Write SQL for influence score and follower growth
Company: Roblox
Role: Data Scientist
Category: Data Manipulation (SQL/Python)
Difficulty: easy
Interview Round: Technical Screen
You are working on a social product with these tables:
### Tables / Schemas
**users**
- `user_id` BIGINT (PK)
- `created_at` TIMESTAMP
**posts**
- `post_id` BIGINT (PK)
- `author_id` BIGINT (FK → users.user_id)
- `created_at` TIMESTAMP
**engagement** (one row per engagement event)
- `engagement_id` BIGINT (PK)
- `post_id` BIGINT (FK → posts.post_id)
- `viewer_id` BIGINT (FK → users.user_id)
- `event_type` STRING (e.g., `like`, `comment`, `share`)
- `created_at` TIMESTAMP
**follows** (directed edge)
- `follower_id` BIGINT (FK → users.user_id)
- `followee_id` BIGINT (FK → users.user_id)
- `created_at` TIMESTAMP (when the follow happened)
Assume timestamps are in UTC, and “month” means `DATE_TRUNC('month', created_at)`.
---
## 1) Influence score
Define a user’s **influence score** as:
\[
\text{influence_score}(u) = \#\text{engagement events received on u's posts} + \#\text{followers of u}
\]
Write a SQL query returning:
- `user_id`
- `influence_score`
Notes:
- Engagement “received” means engagement rows on posts where `posts.author_id = user_id`.

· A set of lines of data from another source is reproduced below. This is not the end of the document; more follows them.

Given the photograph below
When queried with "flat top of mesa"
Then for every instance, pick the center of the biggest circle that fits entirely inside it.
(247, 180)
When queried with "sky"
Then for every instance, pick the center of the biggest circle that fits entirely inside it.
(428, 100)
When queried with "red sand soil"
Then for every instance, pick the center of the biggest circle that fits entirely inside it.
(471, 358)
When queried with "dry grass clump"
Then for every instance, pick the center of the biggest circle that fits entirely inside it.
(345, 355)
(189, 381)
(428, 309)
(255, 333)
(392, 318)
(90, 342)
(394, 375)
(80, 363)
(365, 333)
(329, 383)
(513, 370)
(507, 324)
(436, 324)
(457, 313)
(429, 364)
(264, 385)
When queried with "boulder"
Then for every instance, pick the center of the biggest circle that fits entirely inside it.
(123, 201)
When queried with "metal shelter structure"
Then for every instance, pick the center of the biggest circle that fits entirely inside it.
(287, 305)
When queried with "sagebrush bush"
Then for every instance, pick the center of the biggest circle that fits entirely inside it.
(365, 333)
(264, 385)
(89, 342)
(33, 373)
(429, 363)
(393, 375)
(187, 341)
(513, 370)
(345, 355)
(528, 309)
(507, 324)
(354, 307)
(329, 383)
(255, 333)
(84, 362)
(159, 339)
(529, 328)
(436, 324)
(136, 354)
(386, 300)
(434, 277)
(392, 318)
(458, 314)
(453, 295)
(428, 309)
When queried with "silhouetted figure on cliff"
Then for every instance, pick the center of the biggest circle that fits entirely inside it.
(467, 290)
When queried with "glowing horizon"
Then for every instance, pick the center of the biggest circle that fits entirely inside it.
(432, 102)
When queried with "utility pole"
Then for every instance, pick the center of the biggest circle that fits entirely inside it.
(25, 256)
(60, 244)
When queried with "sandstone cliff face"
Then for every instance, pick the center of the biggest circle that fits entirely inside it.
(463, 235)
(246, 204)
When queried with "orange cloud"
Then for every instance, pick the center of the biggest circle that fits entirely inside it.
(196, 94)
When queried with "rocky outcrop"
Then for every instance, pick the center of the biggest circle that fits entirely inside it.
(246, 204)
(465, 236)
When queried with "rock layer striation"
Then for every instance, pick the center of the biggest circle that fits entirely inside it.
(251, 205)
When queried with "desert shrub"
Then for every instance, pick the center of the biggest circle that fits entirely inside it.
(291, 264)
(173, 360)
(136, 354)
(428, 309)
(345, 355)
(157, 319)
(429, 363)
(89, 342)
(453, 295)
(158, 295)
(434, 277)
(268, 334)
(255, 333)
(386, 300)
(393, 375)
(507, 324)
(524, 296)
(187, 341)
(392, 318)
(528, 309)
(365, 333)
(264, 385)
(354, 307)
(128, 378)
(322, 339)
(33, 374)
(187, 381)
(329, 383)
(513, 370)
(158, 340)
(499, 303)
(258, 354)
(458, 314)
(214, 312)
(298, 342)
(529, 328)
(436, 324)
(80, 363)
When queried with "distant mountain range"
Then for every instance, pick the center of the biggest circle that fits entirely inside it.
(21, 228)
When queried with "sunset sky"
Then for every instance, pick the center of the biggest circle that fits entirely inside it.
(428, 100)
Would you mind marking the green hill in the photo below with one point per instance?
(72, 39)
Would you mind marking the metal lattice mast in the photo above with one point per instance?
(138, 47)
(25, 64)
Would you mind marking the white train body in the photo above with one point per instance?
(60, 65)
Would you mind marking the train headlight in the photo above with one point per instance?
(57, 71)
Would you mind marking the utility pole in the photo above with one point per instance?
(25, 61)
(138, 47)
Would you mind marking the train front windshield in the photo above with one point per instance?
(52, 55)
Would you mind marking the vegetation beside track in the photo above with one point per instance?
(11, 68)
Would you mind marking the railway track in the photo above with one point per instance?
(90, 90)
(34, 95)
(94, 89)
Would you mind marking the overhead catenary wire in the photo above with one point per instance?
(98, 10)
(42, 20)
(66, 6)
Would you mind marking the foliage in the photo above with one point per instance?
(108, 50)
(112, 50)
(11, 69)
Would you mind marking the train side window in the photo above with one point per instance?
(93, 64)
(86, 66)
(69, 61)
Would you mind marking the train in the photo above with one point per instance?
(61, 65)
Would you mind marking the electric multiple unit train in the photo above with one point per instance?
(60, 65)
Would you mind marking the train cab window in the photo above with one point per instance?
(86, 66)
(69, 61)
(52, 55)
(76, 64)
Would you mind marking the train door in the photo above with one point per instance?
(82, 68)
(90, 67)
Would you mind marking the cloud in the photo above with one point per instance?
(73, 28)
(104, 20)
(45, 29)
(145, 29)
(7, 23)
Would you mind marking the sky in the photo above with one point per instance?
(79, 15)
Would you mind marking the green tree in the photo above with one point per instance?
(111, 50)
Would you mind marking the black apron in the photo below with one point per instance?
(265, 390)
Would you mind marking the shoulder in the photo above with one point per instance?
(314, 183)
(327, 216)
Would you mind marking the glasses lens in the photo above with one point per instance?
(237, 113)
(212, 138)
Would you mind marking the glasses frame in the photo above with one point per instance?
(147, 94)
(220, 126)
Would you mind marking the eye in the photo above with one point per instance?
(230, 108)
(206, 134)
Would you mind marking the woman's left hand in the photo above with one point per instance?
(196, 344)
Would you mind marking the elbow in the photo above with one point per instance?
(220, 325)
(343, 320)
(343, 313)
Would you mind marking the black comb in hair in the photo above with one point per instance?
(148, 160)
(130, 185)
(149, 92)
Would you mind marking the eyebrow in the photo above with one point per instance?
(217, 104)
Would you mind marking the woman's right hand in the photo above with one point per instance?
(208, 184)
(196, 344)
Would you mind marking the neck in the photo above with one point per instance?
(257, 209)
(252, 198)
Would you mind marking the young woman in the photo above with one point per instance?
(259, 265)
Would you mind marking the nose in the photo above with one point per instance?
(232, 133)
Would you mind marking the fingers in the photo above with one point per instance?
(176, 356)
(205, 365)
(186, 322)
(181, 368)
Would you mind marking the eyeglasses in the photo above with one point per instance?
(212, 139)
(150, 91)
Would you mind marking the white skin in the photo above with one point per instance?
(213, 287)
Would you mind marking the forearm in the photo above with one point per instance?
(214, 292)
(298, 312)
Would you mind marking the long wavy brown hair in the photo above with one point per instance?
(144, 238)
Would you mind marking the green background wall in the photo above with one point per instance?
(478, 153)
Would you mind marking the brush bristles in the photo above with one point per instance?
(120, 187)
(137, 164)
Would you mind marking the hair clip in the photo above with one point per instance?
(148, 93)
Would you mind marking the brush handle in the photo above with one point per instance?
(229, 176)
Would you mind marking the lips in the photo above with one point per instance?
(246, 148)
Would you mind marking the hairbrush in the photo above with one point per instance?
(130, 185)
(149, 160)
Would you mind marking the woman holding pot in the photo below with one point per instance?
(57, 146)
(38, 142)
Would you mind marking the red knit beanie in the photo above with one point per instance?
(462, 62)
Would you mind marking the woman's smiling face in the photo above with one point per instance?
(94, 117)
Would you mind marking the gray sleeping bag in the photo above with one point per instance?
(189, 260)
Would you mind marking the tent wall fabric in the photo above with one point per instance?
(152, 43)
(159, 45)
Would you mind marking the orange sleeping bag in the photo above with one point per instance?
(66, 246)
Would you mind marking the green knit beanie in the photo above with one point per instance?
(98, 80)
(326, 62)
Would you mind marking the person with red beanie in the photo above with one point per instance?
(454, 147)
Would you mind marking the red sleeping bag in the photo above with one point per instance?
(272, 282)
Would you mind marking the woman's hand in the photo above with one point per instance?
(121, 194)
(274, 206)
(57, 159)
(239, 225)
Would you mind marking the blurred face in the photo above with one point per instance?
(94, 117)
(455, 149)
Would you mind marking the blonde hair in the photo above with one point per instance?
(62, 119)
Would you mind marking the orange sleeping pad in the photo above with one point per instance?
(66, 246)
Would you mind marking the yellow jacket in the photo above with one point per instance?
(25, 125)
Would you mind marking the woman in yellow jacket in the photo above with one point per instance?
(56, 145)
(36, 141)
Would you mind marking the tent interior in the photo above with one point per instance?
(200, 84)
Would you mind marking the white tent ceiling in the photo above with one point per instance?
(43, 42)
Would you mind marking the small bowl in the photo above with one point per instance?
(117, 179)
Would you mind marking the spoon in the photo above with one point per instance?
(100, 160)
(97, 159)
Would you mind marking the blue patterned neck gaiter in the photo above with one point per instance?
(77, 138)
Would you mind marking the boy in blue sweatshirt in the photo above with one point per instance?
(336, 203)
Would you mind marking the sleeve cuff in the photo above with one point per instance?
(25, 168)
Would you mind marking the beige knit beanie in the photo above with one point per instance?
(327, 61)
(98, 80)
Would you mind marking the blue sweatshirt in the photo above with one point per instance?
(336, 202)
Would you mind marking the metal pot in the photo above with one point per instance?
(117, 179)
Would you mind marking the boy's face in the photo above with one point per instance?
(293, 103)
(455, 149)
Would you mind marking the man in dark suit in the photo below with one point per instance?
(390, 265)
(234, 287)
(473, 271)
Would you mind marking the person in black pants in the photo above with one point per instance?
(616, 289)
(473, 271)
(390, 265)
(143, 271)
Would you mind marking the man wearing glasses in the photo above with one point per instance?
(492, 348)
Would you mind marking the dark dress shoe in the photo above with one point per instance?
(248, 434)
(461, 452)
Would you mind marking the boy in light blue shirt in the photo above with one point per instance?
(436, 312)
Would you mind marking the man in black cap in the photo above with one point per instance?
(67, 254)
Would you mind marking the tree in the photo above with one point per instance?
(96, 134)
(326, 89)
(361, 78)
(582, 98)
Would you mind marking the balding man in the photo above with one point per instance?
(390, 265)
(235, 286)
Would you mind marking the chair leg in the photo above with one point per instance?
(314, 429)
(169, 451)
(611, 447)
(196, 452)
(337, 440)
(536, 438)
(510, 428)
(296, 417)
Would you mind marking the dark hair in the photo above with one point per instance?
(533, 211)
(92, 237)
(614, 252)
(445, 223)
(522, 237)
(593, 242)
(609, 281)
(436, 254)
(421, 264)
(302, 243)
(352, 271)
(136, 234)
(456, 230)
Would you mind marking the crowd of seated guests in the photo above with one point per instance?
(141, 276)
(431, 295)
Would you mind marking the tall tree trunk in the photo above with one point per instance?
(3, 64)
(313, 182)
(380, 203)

- Followers count is the number of distinct `follower_id` where `followee_id = user_id`.
---
## 2) Monthly follower growth
For each user (as the followee), compute monthly follower growth metrics.
Write a SQL query that outputs, for each `followee_id` and month:
- `month`
- `followee_id`
- `new_followers` (distinct new followers gained that month)
- `prev_month_new_followers` (previous month’s `new_followers` using `LAG`)
- `mom_growth` (month-over-month growth rate: `(new_followers - prev_month_new_followers) / prev_month_new_followers`, handling divide-by-zero)
- `cumulative_followers` (running total across months using a window `SUM`)
Assume unfollows are not tracked (so follower counts only increase).
Quick Answer: This question evaluates SQL data manipulation competencies such as joins, aggregations, distinct counts, window functions, and time-based grouping for computing an influence score (engagements on a user's posts plus follower count) and monthly follower growth, and it falls under Data Manipulation (SQL/Python).